All in a creative day’s work…
I have a standing invite every Monday [that isn’t a holiday] to go to a friend’s Open Art Studio day. It runs from 3 pm to 9 pm and typically I take advantage of the full 6 hour stretch. She encourages me to do painting while I am there to get my head into a whole different artistic space for awhile, it’s genuinely fun, all the folk who show up end up spending time talking, laughing and sharing stories over a coffee or tea and I have come home with some fantastic work that is actually worth framing and hanging on my wall.
So today I was not feeling so great, my head and body are all achy, head and nose are feeling like they are full of cotton and my nose won’t stop yelling for tissues – STAT! – It’s the fall allergy season; I’m used to this after years of suffering… I know it is going to be a stretch to haul my aching self there on the bus and then the congestion & cotton brain is just not the kind of thing that makes creativity spring up happy and free, so I opted to stay home and try to do something even mildly creative here.
Today’s creative project was photography… No matter if you are a hobby crafter, an artisan, a cottage industry seller, or a whole sale Ebay master, you need pictures of your product if you are going to sell your product.
Since I am a crafter of various crafts and try to sell what I can to help pay for the multiple hobbies I partake in [and for the simple fact I like the feeling when my stuff goes to people who are just keen for the handmade stuff], I needed to do the photo shoot thing to give my prospective buyers a decent idea of what I am selling. You see, while there is a huge truth in the saying that a picture is worth a thousand words, but there is also the codicil that says the wrong kind of picture can kill your story before it starts!
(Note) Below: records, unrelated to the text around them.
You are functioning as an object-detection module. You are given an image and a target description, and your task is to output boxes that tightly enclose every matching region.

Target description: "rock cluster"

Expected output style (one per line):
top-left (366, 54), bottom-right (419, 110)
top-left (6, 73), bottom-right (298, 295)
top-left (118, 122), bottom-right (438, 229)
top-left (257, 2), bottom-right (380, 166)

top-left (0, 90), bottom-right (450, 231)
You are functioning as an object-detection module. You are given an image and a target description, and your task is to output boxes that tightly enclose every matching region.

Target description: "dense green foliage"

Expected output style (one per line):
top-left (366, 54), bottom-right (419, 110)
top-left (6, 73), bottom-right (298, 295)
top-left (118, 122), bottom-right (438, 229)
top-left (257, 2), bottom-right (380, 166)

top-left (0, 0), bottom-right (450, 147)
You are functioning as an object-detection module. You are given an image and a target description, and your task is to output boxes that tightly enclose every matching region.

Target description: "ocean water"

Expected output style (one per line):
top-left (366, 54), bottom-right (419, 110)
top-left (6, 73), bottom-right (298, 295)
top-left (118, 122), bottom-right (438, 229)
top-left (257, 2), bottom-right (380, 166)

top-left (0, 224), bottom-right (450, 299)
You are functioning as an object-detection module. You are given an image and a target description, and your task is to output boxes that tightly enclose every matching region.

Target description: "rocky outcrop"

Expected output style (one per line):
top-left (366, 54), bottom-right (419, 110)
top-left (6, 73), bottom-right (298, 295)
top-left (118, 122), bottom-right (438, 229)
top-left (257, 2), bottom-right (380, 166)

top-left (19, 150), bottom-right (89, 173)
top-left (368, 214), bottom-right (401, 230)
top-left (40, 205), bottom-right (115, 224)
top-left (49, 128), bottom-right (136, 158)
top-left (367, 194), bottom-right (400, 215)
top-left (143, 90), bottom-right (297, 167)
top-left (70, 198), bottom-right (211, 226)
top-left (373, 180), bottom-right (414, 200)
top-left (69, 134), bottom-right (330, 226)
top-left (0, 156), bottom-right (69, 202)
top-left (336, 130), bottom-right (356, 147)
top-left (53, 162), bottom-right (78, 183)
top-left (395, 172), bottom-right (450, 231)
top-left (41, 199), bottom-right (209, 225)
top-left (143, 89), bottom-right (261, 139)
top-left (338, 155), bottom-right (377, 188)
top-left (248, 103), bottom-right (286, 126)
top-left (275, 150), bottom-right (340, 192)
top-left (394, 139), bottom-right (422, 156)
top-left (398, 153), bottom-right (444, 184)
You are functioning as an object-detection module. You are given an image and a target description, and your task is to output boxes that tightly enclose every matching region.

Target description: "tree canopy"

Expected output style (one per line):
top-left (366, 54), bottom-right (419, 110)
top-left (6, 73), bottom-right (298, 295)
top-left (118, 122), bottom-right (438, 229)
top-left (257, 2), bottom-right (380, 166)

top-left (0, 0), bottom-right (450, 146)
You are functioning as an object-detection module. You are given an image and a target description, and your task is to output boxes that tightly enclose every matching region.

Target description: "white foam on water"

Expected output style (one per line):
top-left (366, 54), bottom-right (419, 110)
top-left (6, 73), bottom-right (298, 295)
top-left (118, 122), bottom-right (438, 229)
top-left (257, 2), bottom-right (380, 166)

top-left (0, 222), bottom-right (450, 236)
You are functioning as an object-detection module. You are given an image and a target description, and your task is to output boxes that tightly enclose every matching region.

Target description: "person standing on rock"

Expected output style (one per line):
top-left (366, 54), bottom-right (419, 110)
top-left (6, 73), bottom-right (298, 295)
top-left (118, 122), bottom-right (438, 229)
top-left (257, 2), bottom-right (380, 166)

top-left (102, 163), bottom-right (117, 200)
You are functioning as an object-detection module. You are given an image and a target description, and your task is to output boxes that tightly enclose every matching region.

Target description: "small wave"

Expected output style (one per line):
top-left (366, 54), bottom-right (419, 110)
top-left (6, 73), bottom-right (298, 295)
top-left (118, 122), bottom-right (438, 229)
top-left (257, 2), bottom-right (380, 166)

I had taken a bunch of photos of my hand-spun yarns awhile back, but I needed GOOD shots of the yarns if I was to post them for sale. Starting with the brighter yarns in the small case I usually take to markets, sales and festivals, I set up my mini studio on the trunk in front of the living room window to take advantage of the natural light as much as I could. I will tell you this little fact, natural light can go from fantastic to shitty in the time it takes to shift one skein of yarn off and the next one on, but I digress…
The pictures I took back in February were only intended to be a visual inventory of what I had on hand and ready to sell, the pictures I was trying to get today are intended to interest buyers in these skeins of hand-crafted yarns; they have to make the product look good and that can be hard. There is a lot that goes into taking product shots; first you have to get it to look appealing, then you have to get the lighting right so the colours stay as true as possible, you can’t forget to keep them clear and focused so they can make out details you are trying to highlight.
For example, the inventory shot of a pair of skeins
vs. the for sale shot
You can see the presentation is different…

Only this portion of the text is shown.